With the 26th annual European Film Festival upon us, Myanmar film censors have their scissors at the ready
Less than two weeks after the end of the Wathann Filmfest, another film festival has arrived in town. The 26th annual European Film Festival will see 13 films from 11 European countries screened over 10 days at Yangon’s iconic Nay Pyi Taw cinema. And it’s all free.
The biggest and oldest international film festival in Myanmar provides a rare opportunity to share the European culture and identity with Myanmar people, says Franz Xaver Augustin, director of the Goethe-Institut Myanmar, who organised this year’s festival.
But as ever, a major barrier to the fruitful exchange of culture is Myanmar’s prudish film censorship board, which has chosen to blur out scenes from several of the films this year in a bid to protect the sensibilities of local audiences.
“After the election of the NLD government we expected films not to be censored before they are shown at the cinema,” Augustin told Pulse.

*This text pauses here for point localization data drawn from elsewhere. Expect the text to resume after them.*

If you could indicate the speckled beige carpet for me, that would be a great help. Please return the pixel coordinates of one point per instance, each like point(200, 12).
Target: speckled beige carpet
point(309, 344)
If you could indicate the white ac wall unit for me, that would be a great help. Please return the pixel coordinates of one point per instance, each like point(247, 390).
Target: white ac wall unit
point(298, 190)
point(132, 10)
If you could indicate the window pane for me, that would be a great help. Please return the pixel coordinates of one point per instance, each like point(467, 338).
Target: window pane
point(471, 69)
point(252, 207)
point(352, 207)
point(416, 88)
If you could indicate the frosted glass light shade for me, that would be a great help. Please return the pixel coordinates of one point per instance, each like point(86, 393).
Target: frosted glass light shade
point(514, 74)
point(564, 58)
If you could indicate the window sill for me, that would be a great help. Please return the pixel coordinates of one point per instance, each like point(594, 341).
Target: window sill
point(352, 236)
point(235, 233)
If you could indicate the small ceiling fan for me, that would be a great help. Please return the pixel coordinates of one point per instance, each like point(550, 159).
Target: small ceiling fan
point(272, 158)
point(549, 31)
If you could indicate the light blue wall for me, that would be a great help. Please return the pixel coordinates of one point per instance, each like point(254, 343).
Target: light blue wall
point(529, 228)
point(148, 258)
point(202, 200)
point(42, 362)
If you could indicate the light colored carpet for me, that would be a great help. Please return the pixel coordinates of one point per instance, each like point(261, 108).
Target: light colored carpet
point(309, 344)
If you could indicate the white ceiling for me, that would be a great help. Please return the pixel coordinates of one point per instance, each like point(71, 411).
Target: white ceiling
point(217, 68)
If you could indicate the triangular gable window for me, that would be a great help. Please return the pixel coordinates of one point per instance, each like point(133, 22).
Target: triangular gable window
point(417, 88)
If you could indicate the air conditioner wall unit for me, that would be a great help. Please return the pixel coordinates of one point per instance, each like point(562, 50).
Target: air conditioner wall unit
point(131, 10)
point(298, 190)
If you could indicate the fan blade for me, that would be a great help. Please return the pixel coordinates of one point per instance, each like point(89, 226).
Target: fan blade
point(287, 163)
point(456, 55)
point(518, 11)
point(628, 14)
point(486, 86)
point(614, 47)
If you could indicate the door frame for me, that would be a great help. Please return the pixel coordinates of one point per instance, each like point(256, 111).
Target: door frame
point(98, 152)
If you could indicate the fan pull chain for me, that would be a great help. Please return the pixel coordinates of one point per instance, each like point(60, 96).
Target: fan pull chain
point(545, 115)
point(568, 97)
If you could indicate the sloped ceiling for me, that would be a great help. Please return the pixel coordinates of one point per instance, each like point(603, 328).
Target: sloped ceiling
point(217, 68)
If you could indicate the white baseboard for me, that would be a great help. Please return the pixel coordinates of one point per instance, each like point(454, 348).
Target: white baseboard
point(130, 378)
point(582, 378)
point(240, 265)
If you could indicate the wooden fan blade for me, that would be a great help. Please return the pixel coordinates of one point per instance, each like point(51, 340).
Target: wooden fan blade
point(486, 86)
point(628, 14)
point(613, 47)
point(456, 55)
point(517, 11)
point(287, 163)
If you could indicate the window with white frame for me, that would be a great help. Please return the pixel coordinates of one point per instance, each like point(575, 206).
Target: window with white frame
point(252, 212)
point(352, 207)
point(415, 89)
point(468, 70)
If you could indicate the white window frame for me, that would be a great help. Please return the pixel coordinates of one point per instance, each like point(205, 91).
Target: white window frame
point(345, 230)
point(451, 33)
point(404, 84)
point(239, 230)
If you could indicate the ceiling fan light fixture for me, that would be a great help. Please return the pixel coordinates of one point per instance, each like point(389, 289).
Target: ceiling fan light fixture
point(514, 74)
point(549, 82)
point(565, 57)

“We were actually hoping that the new government would have the power to abolish the old [censorship] customs. But we still have to present the films to the censorship board,” he told a European Film Festival press conference in Yangon.
Scenes from four of the films have been marked by the censorship board as inappropriate. But rather than cutting scenes out, the board has agreed to simply cover the objective of the projector during screenings.
“It’s a kind of an obstruction to the art work and that’s horrible,” he added.
Each of Yangon’s European embassies will be introducing a film from their respective country.
Award winning Italian drama, Human Capital, directed by Paolo Virzi, which follows the aftermath of a hit-and-run as two families are united together amid an atmosphere of money worship and status anxiety, will open the festival with a screening at 6.30pm on September 22 at Nay Pyi Taw cinema.
“Europe is far away from Myanmar in terms of distance,” Matteo D’Alonzon, deputy head of Mission Embassy of Italy said, “But both European countries and Myanmar have a strong culture of tradition. We want to get people together and exchange theses cultures”.
Finnish comedy-drama The Other Side of Hope, which is showing on Saturday night, follows a travelling salesman who decides to buy a restaurant. After his business fails initially, he hires a young Syrian refugee who fled to Finland after losing his home and family in a rocket attack and the two unlikely friends strive to help each other. Finnish director, Aki Kaurismaki, dedicated his film to migrants fleeing war and terror.
Screenings will take place twice a day: 3.30pm and 6.30pm at Nay Pyi Taw Cinema while three children’s films will be shown on November 1 at Dagon 1 High School.
Tickets are available for free at the Nay Pyi Taw Cinema ticket counter until 30 minutes before movies begin and will be distributed on a first-come, first-served basis.